Yelp is a website on which people review local businesses. In their own words, Yelp describes themselves as an “online urban city guide that helps people find cool places to eat, shop, drink, relax and play, based on the informed opinions of a vibrant and active community of locals in the know.”
Earlier this year, Yelp released a subset of their data to be used for academic use. The dataset includes business data (e.g., address, longitude, latitude), review data (e.g., number of ‘cool’ votes) and user data (e.g., name of user, number of reviews). Yelp provided these data for the following 30 colleges and universities (the nearest 250 businesses to these campuses):
California Institute of Technology
California Polytechnic State University
Carnegie Mellon University
Georgia Institute of Technology
Harvey Mudd College
Massachusetts Institute of Technology
Rensselaer Polytechnic Institute
University of California - Los Angeles
University of California - San Diego
University of California at Berkeley
University of Illinois - Urbana-Champaign
University of Maryland - College Park
University of Massachusetts - Amherst
University of Michigan - Ann Arbor
University of North Carolina - Chapel Hill
University of Pennsylvania
University of Southern California
University of Texas - Austin
University of Washington
University of Waterloo
University of Wisconsin - Madison
*Yelp claims that you can email them to add other campuses, but when I did that to request the University of Minnesota, they responded that they were not adding other campuses at the time. Perhaps if more requests come in they will update the dataset.
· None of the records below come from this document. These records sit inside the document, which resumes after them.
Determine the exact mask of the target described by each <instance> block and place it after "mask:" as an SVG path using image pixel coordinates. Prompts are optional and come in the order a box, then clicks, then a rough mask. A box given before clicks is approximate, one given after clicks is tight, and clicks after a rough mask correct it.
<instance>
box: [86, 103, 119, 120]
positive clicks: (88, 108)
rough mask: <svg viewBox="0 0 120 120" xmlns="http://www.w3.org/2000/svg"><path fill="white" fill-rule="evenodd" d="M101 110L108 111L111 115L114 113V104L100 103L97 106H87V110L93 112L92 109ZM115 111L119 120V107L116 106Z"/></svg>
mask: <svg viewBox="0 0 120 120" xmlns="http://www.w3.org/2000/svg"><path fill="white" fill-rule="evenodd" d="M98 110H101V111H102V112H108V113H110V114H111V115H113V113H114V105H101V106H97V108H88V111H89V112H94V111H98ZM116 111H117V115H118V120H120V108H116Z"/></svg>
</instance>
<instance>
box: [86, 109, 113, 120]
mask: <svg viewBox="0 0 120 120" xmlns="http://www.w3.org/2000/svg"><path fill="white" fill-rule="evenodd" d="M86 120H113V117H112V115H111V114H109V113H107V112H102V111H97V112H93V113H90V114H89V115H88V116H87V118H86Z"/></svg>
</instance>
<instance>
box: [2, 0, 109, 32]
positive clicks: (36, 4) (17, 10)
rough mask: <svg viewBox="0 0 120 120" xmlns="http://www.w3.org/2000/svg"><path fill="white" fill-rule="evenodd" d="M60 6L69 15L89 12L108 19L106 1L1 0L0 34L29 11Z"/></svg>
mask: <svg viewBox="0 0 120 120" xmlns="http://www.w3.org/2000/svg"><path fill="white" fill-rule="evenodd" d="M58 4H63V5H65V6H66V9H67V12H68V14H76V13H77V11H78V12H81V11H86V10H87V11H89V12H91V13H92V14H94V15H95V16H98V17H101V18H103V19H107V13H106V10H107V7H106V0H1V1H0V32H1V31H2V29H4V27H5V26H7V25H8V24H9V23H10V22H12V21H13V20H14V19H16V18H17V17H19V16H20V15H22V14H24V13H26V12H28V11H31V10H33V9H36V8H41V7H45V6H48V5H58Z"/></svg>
The data is in the JSON format, which makes d3 a good candidate for visualization work. R can also read JSON formatted data using the rjson package. [See the StackOverflow post here.] You need to install Yelp’s Python framework to obtain the data, but instructions are on the webpage. They also provide a GitHub page to inspire you.
What questions can you answer with this dataset? Here are some examples?
Which review or reviews have the most number of unique words (i.e., words not seen in any other review)? [see here]
Can you predict which businesses will close based on reviews?
Are there businesses that users tend to rate highly when they rate other businesses highly (i.e., are there associations between businesses that owners should/could take advantage of)?
Are there differences in the reviews of
new' andold’ businesses? How do these changes play out over time?
There are many others that I am sure people can come up with, most probably more interesting than those. If anyone has worked with this dataset and produced something, link to it in the comments.